Renato De Maria faz de “Nada Santo” o seu “O Poderoso Chefão” particular, conferindo à história a natureza de épico, desenvolvido com denodo sobre a figura do protagonista e dos personagens que o rodeiam. O Santo Russo de Riccardo Scamarcio chega a se equiparar ao icônico Vito Corleone de Marlon Brando, se não em poder ao menos em carisma e presença cênica, tornando mais uma história sobre criminosos violentos que reinam no submundo das megalópoles ao redor do globo uma peça em que se nota logo o apuro narrativo, além da direção bem conduzida de De Maria a partir de seu roteiro, coescrito com Valentina Strada e Federico Gnesini.
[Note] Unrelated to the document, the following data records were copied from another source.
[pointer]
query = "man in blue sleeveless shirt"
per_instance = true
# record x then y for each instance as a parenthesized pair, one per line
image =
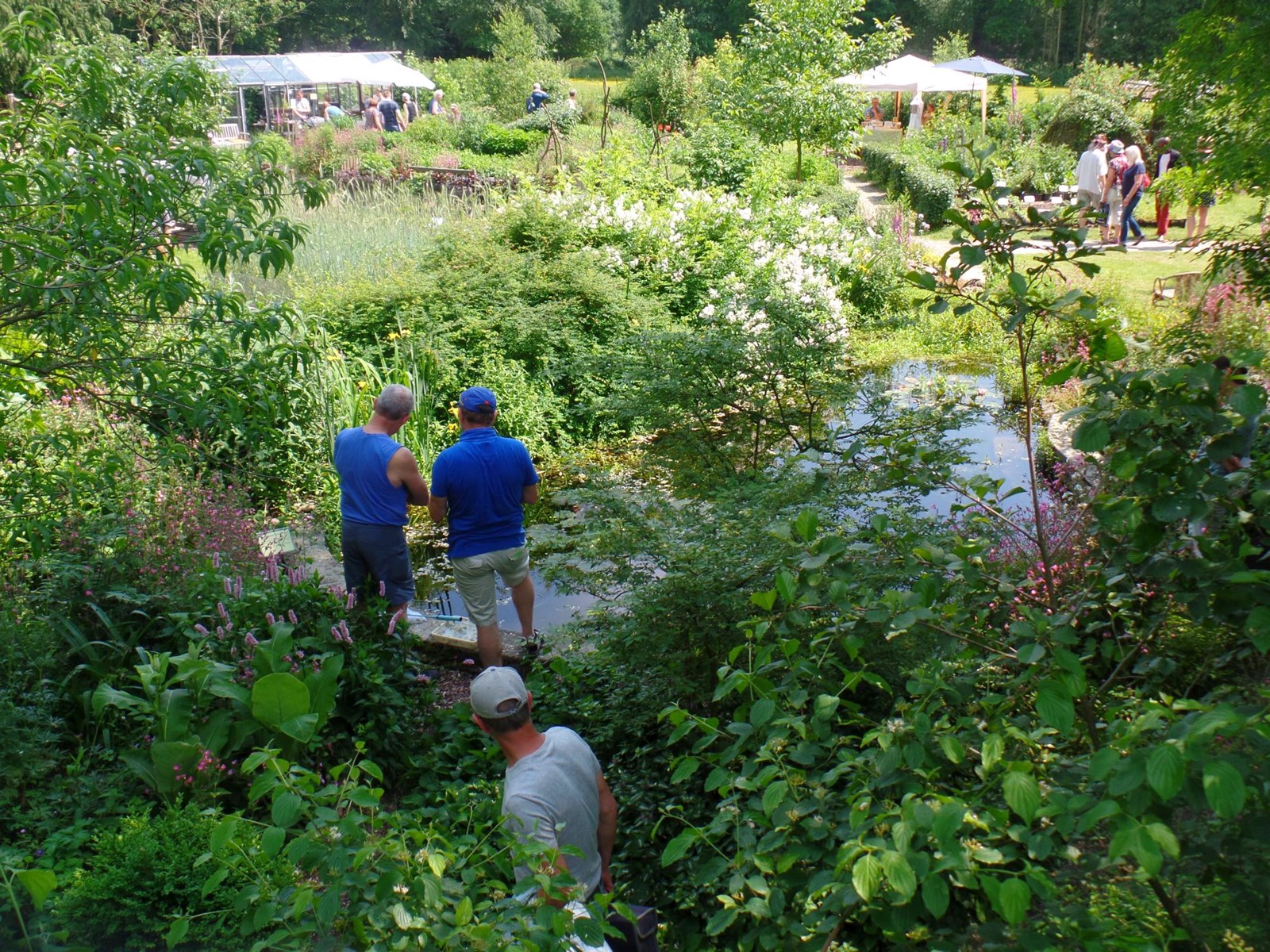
(483, 484)
(378, 479)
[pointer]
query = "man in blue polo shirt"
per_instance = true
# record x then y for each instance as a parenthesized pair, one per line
(483, 484)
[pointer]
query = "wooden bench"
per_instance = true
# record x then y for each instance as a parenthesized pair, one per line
(1176, 287)
(229, 133)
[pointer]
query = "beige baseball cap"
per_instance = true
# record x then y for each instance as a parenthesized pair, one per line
(495, 685)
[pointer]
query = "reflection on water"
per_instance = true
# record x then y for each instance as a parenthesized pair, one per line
(990, 433)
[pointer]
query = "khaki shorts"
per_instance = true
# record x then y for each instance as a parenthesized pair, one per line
(474, 578)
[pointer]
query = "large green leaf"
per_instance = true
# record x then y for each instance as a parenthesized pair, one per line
(935, 895)
(286, 809)
(1014, 899)
(300, 727)
(992, 752)
(1054, 704)
(867, 876)
(679, 847)
(38, 882)
(1022, 793)
(276, 698)
(1223, 787)
(1091, 436)
(774, 797)
(721, 920)
(949, 820)
(1249, 400)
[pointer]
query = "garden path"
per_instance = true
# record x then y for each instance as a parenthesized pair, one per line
(876, 209)
(318, 560)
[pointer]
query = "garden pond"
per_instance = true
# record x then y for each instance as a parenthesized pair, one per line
(991, 433)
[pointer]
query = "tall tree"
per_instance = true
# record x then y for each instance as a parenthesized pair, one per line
(102, 162)
(206, 25)
(793, 54)
(79, 21)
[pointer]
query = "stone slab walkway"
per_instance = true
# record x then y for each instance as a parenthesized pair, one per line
(460, 635)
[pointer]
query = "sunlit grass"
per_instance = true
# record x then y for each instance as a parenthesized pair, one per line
(364, 234)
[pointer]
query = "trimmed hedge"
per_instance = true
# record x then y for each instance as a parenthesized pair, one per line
(929, 190)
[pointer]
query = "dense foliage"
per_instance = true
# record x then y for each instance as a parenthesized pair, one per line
(850, 687)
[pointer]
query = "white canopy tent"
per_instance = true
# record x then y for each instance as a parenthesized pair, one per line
(912, 74)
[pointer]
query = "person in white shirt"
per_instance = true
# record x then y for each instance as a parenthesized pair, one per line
(1166, 159)
(302, 111)
(1090, 171)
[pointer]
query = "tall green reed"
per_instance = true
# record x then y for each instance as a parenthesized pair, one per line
(365, 232)
(349, 385)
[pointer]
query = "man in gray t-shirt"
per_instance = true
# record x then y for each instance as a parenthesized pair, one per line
(556, 793)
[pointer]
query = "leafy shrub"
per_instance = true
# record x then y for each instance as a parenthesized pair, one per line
(493, 139)
(722, 154)
(498, 84)
(660, 86)
(552, 114)
(931, 192)
(836, 200)
(1038, 168)
(273, 149)
(1099, 102)
(143, 876)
Santo, um traficante comum na Milão dos anos 1960, conquista fortuna e prestígio conforme aprende a lidar com seus contendores, a começar pelo pai, que o mantém na cadeia quando o personagem de Scamarcio, ainda adolescente, comete um crime sem maiores consequências. Trata-se da primeira virada do enredo, quando Santo, paradoxalmente, absorve valores como hombridade e respeito à hierarquia, conceitos que a relação familiar nunca lhe havia inspirado e que evidenciam precisamente essa sua atmosfera marginal. A curta estada no xadrez lhe serve de estímulo para o ingresso nesse filão, primeiro se concentrando nos pequenos delitos que o levaram a seu batismo na marginalidade, e daí para sequestros e venda de carros de luxo cujas peças originais são substituídas por sucata até que desemboca no tráfico de drogas, passagens a que o diretor se dedica com atenção especial, encadeando sequências plenas ora de ação, ora de drama, mediante as quais o espectador conhece um pouco mais do cotidiano do vilão, casado com Mariangela, a garota doce que conheceu quando ainda eram pouco mais que crianças vivida por Sara Serraiocco, à altura da viveza do colega. Ao passo que exercita sua verve caseira, Santo assinala que a vida de mafioso é sua maior paixão, não ocultando de ninguém o apreço pela vida bandida, que imprime significado a sua jornada, antes completamente vazia, malgrado os privilégios que o luxo, sobrevalorizados por sua personalidade ostentatória, possam acabar definitivamente, da noite para o dia, e degringolar em morte.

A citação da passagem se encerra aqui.